Megan DiMotta, a Starbucks worker whose store at the Caesar’s Bay Shopping Center in southern Brooklyn is currently voting in an NLRB election, attended the LDJ5 rally in solidarity with the ALU. “Watching what these Amazon workers are doing fuels a lot of people to realize that they have that in them too,” she says.

“Amazon workers are fighting for the things we fought for one hundred years ago, because somebody came up with the concept of ‘labor peace,’” said Nelson from the stage, referring to the company’s scheduling practices, with shifts that are frequently much longer than the eight-hour day, a degradation of labor standards that is by no means unique to Amazon. At LDJ5, unpredictable scheduling and inadequate hours are key issues — workers say that roughly 80 percent of LDJ5 employees are part-time and that many workers have had requests to go full-time repeatedly rejected. Part-timers are notoriously hard to organize, adding to the challenges the ALU faces in winning this week’s election.

Wearing a red ALU T-shirt and standing beside Smalls, Nelson declared that the union was the answer to her prayers.  “Let me tell you something,” she continued. “There is no fucking labor peace.”

“Chris is an incredible leader,” she says, explaining that when Smalls was fired from JFK8 two years ago, he reached out to a number of people to learn about unions and labor history, herself among them. “I know what he did preparing for this moment. It was strategic, and he really built a community the way it should be built.”
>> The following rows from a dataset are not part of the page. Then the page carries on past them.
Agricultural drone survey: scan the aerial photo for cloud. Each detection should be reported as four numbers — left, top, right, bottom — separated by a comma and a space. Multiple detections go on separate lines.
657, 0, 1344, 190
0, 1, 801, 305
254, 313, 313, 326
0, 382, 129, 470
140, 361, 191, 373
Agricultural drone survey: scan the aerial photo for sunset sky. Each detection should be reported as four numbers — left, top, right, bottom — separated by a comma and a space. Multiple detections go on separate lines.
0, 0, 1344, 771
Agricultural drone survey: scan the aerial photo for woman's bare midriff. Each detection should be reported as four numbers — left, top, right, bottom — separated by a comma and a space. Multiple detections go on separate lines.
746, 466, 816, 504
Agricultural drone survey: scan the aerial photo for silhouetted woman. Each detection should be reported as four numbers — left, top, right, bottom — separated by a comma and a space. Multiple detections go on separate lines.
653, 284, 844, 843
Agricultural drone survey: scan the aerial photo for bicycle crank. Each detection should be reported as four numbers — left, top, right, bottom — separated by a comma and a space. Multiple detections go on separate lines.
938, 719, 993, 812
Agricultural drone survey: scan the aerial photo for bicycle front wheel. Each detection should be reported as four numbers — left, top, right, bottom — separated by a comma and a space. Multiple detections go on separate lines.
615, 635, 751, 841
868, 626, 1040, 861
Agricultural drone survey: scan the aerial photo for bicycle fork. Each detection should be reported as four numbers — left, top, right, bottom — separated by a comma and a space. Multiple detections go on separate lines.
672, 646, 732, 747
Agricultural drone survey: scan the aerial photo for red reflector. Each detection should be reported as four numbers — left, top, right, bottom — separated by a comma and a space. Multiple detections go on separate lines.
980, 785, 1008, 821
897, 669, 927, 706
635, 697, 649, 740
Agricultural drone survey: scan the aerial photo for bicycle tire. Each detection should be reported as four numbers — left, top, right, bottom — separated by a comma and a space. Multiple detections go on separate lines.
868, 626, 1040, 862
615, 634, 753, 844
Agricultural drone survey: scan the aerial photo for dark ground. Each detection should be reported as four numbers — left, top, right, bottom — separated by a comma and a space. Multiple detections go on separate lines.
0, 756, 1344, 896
That community was on display throughout the rally, responsible for the electric feeling in the crowd, no easy accomplishment in a drab landscape dominated by imposing warehouses that stretch further than the eye can see. Michael, a twenty-two-year-old LDJ5 employee who has worked at Amazon on and off since age nineteen, spoke of feeling suicidal and lonely at work, but said that this had changed upon joining the ALU. (The topic is particularly relevant at LDJ5, where a nineteen-year-old worker committed suicide this month, shortly after Amazon fired him.) “The ALU organizers became my friends, my family,” said Michael, eliciting an eruption of cheers from the crowd.

On the stage, flanked by Michael, ALU treasurer Madeline Wesley, and another young LDJ5 worker, Mitchell-Israel directly addressed LDJ5’s union-busters, including veteran anti-union consultant and conservative political operative Rebecca Smith.

“We’re not fucking afraid of you, no one’s convinced by it, and if you show your face again here, every single worker is going to know how much you’re getting paid,” he said, joyfully defying one of the world’s most powerful corporations.

At this point, someone in the crowd yelled out that the consultants are paid $300 to $400 an hour to intimidate LDJ5’s workers, and another woman shouted incredulously, “Wait, $400 an hour?” Mitchell-Israel turned to her, “$400 an hour, deadass.” He smiled. Maybe that was one more worker converted to a yes vote.